His work has been an examination of the complexities of human identity, especially questioned identities against the larger context of our society. Following a research-based practice, other ideas of sexual identity, gender roles and social pressure are at the core of his interests. Vish places emphasis on exploring the associations between human emotions & adversity and their corresponding public and personal personas. This affords him the opportunity to investigate the relation between the imagery of fictional worlds and the conditions of reality, and sometimes merging both fiction and non-fiction with each other. His overriding objective for all of his projects has been to create narratives, whether linear or abstract, that, in turn, open up spaces for greater engagement between audience and imagery, between viewers and subjects, because doing so helps to bridge the seemingly wide chasms that separate “us” from “them”.
Vish’s films have screened in several film festivals such as the Chicago South Asian Film Festival, Chelsea Film Festival, New York Indian Film Festival, StarLite Film Festival, at the Anthology Film archives in New York City and the Full On Film festival at the Maharaja Sayajirao University of Baroda. His film ‘A Boy Called Boris’ was screened at 1Shanthi Road Studio/Gallery as part of a group exhibition titled ‘Much to say’, showcased along with paintings by visual artist Bhuvanesh Kumar.

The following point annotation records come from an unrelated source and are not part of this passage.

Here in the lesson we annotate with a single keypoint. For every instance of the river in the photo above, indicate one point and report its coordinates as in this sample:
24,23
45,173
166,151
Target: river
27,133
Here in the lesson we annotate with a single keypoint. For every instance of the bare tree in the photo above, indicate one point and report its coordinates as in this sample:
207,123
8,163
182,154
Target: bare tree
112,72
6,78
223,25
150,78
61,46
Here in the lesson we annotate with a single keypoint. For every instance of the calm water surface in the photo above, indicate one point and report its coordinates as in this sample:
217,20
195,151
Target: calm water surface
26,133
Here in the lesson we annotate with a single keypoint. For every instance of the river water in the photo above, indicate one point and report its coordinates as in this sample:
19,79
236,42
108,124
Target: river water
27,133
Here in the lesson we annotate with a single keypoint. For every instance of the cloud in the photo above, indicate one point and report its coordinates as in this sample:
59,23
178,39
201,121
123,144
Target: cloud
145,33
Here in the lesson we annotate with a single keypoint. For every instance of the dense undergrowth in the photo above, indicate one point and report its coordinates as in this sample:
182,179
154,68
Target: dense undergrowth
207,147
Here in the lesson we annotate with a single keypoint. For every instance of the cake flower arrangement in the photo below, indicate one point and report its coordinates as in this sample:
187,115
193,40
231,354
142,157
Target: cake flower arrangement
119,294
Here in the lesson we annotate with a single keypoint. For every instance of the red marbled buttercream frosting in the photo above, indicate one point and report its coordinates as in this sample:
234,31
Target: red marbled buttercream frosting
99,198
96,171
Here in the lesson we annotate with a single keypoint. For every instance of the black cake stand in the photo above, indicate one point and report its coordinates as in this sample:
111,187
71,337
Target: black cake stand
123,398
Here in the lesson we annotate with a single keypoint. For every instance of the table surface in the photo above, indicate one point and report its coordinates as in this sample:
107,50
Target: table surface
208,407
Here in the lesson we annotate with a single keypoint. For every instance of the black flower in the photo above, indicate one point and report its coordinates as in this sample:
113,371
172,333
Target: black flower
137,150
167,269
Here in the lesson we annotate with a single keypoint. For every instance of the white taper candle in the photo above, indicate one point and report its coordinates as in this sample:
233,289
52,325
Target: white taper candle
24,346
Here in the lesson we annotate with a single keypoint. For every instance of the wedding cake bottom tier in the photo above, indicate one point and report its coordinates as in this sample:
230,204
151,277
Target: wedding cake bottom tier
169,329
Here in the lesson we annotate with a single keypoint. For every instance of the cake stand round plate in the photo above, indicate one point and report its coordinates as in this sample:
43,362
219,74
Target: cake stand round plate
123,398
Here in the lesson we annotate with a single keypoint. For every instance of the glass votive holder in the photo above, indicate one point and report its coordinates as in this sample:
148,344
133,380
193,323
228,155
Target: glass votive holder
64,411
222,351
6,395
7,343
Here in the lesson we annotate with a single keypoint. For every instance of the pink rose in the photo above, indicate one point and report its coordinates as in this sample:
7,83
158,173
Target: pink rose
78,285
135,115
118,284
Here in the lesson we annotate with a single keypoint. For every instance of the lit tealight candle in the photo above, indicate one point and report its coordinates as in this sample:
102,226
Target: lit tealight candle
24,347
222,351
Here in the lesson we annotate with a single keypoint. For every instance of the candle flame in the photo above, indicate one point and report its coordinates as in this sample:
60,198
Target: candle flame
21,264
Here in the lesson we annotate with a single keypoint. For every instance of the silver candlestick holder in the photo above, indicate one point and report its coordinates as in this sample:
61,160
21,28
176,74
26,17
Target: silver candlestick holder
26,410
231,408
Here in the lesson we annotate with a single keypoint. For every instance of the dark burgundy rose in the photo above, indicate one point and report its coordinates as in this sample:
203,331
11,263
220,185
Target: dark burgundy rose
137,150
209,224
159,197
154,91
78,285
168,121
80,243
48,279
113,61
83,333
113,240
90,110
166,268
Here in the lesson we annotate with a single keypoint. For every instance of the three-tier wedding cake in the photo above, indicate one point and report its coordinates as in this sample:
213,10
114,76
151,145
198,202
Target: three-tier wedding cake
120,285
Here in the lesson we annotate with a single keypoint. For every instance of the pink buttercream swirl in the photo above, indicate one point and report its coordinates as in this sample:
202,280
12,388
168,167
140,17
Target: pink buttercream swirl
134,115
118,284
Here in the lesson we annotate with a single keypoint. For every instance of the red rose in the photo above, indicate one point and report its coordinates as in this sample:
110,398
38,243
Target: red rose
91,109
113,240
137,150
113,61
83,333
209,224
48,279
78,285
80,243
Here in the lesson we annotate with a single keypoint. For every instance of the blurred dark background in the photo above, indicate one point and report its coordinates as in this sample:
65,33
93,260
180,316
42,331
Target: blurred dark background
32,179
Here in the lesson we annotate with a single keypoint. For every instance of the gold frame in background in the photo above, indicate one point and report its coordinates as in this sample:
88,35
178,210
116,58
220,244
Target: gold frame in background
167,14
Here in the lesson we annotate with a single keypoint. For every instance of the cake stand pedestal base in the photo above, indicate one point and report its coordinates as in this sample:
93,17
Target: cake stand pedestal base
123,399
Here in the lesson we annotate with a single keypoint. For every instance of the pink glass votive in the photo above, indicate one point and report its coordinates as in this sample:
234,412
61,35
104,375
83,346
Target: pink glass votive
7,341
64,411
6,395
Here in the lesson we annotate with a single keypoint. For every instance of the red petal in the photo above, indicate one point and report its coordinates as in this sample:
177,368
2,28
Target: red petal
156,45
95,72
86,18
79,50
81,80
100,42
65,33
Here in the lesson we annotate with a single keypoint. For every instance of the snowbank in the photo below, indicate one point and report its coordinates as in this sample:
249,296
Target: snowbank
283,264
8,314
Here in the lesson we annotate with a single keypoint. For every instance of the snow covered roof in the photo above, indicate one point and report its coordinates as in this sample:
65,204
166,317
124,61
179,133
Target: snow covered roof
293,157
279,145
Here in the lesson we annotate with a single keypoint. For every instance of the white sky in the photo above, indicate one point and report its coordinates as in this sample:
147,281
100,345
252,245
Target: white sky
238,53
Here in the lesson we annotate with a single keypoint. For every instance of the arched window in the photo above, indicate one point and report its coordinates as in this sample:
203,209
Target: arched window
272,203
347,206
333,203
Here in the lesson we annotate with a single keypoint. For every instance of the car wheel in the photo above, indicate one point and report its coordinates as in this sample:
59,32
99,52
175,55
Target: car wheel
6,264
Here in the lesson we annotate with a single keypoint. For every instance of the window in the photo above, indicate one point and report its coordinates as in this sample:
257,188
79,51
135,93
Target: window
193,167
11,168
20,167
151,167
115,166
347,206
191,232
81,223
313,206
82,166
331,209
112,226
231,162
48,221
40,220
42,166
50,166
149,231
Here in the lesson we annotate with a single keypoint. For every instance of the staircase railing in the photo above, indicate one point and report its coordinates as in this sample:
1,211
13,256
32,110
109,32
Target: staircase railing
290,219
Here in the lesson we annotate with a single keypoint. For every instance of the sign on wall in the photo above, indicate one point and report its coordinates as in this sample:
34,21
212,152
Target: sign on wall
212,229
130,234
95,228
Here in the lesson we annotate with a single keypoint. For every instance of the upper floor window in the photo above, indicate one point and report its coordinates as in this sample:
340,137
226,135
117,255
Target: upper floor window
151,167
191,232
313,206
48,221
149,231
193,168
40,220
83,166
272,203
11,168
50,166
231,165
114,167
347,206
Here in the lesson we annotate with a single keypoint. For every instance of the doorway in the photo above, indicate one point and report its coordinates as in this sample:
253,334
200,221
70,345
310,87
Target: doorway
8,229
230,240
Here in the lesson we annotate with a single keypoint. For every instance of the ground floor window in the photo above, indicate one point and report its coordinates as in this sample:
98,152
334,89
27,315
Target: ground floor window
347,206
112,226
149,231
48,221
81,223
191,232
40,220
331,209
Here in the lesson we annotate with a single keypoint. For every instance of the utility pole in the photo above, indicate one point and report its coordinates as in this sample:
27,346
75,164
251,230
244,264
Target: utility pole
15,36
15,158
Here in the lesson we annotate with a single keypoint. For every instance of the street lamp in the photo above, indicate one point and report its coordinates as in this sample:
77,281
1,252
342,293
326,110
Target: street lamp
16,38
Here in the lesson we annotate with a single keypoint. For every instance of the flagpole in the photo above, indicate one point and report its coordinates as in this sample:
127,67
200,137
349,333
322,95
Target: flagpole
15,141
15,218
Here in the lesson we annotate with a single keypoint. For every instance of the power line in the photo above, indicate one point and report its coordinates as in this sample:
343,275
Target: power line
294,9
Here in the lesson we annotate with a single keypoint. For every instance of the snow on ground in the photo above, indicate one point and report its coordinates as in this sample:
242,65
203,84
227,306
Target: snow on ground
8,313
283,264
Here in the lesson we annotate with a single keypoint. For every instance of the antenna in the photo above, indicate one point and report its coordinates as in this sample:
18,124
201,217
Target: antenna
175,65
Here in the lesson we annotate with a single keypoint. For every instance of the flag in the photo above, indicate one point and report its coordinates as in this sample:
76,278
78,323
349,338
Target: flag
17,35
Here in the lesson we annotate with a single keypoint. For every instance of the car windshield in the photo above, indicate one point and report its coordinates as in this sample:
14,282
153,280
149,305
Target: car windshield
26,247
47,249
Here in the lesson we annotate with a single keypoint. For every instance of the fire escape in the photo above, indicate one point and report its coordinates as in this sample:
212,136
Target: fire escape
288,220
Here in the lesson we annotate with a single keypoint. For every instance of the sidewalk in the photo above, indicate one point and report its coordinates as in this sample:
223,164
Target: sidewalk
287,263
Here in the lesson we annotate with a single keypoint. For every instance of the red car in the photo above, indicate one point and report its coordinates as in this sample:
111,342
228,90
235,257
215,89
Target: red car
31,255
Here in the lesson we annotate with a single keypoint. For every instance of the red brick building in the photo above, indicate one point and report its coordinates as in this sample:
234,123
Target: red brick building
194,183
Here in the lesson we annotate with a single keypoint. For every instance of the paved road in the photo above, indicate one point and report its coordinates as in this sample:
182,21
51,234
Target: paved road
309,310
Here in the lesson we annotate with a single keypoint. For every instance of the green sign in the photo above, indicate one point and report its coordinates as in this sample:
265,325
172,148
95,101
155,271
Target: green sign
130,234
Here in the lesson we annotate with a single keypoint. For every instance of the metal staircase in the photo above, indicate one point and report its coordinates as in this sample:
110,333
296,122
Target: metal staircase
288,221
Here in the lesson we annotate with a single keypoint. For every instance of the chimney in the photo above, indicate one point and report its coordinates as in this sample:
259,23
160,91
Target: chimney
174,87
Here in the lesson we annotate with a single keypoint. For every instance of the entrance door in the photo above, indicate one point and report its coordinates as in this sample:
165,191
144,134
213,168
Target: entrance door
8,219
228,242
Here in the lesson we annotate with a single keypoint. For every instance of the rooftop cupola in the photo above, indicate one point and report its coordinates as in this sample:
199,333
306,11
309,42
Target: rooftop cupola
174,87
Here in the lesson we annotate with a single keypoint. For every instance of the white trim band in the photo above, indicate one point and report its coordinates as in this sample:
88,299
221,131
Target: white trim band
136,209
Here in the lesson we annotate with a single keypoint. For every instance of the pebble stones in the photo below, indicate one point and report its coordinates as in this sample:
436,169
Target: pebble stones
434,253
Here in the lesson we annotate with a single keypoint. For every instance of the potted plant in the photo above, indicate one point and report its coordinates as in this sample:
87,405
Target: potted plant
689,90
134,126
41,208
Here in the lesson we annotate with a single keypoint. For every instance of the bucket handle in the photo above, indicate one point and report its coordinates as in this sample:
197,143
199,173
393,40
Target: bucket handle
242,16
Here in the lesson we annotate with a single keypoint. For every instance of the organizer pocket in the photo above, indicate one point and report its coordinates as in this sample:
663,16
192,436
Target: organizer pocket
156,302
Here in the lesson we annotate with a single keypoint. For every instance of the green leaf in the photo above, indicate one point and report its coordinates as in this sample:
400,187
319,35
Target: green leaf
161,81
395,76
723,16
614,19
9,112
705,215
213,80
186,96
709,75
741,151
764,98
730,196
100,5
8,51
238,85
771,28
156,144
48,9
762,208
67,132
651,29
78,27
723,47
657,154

Apart from his films, Vish’s video art and photography has shown at galleries such as A.M (Art Multi-disciplines) Studio in Kolkata, Art Konsult in Delhi, Gallery Sumukha in Bangalore, Art Houz in Bangalore, Maximilians Forum in Munich. Vish was also selected for the 2018 'PEERS Share' programme organised by Khoj International Artists Association, New Delhi.
'I perceived parallels between photo and information sharing engaged in by gay men on online dating websites & apps as a means of identifying potential social and sexual contacts, and similar procedures utilised by the East German State Security Service - the Stasi - as a means of controlling, coercing, and oppressing queer individuals. What intrigues me the most is that both of them hinge on the creation of archives of sorts - collections of photographs, written records and even films used as handy references to identify individuals who possess or exhibit specific qualities. More than this, however, was the fact that the power of these two particular types of archives rests not on the active use of their content, but the threat suggested by the possession of these images or information, as a form of personal information.
Given their central role in the preservation of intellectual and cultural histories, we tend to think of archives as valuable resources for decoding and making sense of the past and situating current practices in an historical and cultural continuum. The two types of archives I investigated here, though, are less benign, given the uses to which they can be and have been put.
Creating fictional narratives has formed the bulk of my artistic practice; and with this work, I perform this process on two levels: I formulate a set of fictional characters and, in turn, develop fictional narratives of record-keeping and other related actions to illuminate the disquieting correspondences that link the official archive of the totalitarian state to the private archive of the "sexual outlaw."
My work, the title of which comes from a previous citizen of East Germany, stating "The first duty of the citizen was to be inconspicuous" uses individual photos and information files to analyse the need for discretion, for privacy in contemporary India—a situation that clearly mirrors life in the GDR under the Stasi as the East German government's most visible and effective force of surveillance and repression—and at the same time, to examine the liberating potential of public disclosure as well, freeing the queer subject from the bonds of oppression and intimidation.'
Ashok Vish presented The first duty... is to be inconspicuous on September 5, 2018 at Lichtenberg Studios Berlin.